If Google can do it...why can't you?

Open source is fast becoming one of the software industry's most successful business models, even if almost no one currently uses it effectively to this end...except Google.

Matt Asay Contributing Writer
Matt Asay is a veteran technology columnist who has written for CNET, ReadWrite, and other tech media. Asay has also held a variety of executive roles with leading mobile and big data software companies.
Matt Asay
2 min read

If there was ever a doubt as to whether open-source software could be big business, Google has eradicated it. The Silicon Valley giant shovels open-source software out the door like Santa Claus, all the while monetizing it with cloud-based services.

Google' strategy is no longer in question. What does remain a question is why more companies aren't following its lead.

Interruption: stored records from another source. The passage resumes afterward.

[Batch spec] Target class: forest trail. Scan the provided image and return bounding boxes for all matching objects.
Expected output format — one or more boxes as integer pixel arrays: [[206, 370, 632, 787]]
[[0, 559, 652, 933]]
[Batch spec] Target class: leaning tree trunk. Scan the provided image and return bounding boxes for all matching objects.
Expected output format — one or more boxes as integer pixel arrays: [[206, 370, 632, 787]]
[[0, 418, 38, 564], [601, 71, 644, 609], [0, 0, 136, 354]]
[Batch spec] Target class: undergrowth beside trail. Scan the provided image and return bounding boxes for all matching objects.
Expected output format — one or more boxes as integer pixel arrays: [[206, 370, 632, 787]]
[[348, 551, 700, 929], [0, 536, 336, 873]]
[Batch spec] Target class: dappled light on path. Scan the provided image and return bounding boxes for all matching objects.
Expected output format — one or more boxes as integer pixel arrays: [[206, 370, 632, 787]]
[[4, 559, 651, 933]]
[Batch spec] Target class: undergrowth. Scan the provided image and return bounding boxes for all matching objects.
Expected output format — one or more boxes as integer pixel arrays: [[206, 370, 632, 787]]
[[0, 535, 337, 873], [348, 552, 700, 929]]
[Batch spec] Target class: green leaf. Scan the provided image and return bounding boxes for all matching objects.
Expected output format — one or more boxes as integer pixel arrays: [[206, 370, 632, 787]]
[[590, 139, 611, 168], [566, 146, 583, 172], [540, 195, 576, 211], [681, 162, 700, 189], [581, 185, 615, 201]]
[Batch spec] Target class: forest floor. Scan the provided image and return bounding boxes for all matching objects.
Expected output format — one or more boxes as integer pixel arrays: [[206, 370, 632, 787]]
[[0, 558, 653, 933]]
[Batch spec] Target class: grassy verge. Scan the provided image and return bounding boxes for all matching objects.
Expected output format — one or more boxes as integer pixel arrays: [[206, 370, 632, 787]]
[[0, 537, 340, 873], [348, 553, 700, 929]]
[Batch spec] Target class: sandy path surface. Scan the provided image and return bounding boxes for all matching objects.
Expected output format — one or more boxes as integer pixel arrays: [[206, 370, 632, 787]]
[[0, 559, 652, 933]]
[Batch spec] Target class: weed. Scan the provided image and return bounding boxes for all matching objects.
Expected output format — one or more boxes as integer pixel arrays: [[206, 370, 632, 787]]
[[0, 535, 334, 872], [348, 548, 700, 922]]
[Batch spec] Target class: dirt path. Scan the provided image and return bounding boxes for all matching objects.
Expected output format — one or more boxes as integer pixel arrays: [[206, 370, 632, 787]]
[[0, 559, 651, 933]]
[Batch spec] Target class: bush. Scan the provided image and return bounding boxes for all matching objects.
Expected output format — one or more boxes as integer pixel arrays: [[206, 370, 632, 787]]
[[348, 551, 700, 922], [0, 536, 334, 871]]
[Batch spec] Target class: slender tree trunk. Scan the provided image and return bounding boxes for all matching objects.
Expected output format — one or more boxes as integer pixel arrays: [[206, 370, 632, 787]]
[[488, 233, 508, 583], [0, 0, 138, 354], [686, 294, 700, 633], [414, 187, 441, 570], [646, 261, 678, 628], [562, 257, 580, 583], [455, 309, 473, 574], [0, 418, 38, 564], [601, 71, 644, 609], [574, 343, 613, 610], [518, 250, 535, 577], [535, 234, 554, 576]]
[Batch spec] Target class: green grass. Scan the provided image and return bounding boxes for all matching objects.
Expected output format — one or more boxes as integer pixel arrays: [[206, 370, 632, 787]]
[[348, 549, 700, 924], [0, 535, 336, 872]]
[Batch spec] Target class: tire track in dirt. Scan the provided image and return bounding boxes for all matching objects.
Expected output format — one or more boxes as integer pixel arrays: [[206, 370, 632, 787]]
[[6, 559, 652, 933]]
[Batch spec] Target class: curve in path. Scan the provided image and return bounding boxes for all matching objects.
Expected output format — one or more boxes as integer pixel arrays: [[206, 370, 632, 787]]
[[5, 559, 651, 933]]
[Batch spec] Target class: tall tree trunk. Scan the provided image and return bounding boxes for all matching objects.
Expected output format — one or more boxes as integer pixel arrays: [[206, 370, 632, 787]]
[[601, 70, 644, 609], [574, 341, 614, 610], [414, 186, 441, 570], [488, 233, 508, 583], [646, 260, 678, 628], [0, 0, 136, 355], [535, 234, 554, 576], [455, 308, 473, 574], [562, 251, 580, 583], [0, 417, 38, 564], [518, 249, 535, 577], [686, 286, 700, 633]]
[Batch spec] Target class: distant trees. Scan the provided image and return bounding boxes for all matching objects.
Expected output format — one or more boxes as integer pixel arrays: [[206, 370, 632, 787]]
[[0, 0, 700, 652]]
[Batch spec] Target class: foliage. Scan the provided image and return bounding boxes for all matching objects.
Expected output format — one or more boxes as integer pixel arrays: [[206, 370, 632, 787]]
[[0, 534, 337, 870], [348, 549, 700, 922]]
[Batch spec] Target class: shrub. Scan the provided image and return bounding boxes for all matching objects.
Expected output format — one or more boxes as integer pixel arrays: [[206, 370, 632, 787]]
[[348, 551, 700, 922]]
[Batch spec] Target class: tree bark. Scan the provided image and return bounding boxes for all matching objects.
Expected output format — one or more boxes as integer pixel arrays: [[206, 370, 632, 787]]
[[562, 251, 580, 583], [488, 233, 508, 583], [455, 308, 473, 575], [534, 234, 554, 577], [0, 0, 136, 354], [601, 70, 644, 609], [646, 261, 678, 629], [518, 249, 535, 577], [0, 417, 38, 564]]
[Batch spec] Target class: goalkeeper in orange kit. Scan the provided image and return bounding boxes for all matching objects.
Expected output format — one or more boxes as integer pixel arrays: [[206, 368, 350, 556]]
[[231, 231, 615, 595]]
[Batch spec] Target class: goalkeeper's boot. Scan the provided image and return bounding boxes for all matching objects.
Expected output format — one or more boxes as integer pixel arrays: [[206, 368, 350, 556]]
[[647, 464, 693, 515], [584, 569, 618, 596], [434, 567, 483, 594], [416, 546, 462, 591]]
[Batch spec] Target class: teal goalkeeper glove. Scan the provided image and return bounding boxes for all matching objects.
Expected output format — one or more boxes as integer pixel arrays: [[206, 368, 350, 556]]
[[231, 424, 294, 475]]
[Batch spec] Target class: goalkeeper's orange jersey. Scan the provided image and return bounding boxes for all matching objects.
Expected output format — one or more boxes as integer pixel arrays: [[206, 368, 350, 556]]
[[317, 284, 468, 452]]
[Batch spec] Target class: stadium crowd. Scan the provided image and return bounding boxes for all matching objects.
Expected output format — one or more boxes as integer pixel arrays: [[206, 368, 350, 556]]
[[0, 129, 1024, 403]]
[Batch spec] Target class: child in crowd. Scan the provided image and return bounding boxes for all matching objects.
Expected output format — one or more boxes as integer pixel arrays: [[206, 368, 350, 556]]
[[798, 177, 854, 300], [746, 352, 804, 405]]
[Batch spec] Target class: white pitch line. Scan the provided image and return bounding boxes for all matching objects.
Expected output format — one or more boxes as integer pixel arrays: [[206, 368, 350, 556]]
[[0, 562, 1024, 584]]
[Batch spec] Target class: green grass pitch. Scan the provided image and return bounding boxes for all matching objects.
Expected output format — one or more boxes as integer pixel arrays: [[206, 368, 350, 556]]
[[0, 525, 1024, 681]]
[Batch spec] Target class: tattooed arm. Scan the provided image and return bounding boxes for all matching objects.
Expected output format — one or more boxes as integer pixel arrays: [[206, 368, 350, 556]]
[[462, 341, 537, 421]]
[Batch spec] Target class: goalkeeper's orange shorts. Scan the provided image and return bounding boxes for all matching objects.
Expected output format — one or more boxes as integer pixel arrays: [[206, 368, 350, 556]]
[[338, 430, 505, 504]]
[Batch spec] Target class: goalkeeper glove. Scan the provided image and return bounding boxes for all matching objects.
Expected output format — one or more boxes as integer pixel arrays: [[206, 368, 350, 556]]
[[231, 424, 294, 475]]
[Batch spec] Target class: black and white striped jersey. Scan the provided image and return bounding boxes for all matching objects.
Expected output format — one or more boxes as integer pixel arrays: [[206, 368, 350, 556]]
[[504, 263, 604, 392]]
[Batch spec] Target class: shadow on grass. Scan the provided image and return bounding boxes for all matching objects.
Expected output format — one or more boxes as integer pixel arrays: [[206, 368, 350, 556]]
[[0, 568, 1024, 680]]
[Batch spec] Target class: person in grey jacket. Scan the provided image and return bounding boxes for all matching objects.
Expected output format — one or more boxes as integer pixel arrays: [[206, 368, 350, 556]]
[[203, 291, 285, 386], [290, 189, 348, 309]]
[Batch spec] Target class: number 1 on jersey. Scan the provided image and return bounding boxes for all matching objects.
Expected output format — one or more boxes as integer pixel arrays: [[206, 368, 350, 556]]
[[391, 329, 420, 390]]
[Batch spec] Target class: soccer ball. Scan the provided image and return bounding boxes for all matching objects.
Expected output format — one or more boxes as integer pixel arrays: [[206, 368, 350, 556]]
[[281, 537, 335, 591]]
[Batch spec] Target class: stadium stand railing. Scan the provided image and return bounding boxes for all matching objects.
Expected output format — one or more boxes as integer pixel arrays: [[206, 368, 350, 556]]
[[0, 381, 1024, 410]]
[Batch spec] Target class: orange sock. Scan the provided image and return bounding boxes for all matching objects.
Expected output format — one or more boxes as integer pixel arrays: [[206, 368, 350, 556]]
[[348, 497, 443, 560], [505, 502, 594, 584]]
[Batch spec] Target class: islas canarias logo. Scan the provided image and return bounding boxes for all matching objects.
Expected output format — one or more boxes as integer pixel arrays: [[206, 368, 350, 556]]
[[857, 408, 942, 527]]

Gartner analyst Brian Prentice argues:

By 2020 open source will be so conceptually and practically integrated into the way business is done that the concept of blogging on open source in 2030 will be about as interesting as predicting the future of double-entry bookkeeping.

But we're not there yet. We're still stuck in Open Source Business 1.0.

News flash! Big money discovered in open-source software.

Think of the most broadly adopted open-source projects: Linux, MySQL, JBoss, Drupal, Joomla, etc. There should be scads of companies set up around these, not providing support for these specific technologies, but rather building cloud-based services that tie into them.

The money is not in the client. It's in the cloud.

And yet most "open-source businesses" continue to plod through old models of support and/or proprietary extensions. Why? Even Red Hat, the godfather of open-source businesses, has demonstrated that there's far more opportunity in cloud-based services (e.g., Red Hat Network) than simple support offerings.

It's a theme that Index Ventures' Bernard Dalle elucidated here, but too few appear to be getting the message.

Some get it. Look at Acquia. The company is building out a network of services to complement Drupal deployments. Sure, Acquia also offers support for Drupal, but that's small change in the grand scheme of things. The big money is in cloud services tied to broadly adopted open-source software.

It's a game that even Microsoft could play, if it chose to do so. Open source, in this model, is the most pragmatic, capitalist instinct an entrepreneur can have because ubiquity generates substantial commercialization opportunities.

Once a company gets to Google-esque size, it may not even matter that its particular open-source strategy falls short because, at a certain scale, Google-like services become much bigger than any one open-source project.

As an example, even if Google's open-source mobile software strategy fails, in the sense that the market doesn't broadly adopt Android, etc., Google still likely wins. As the Design by Gravity blog puts it, "Google is intent in raising the average in areas it thinks are key to its future."

In other words, Google may not care whether Android dominates the mobile market, but it does care that the state of the art in mobile advances so that it can benefit from those advances.

That's the end game: cloud-based services that become far too important to restrict to one particular open-source project. Getting there, however, can begin with fanning the flames of popularity and adoption of just one open-source project.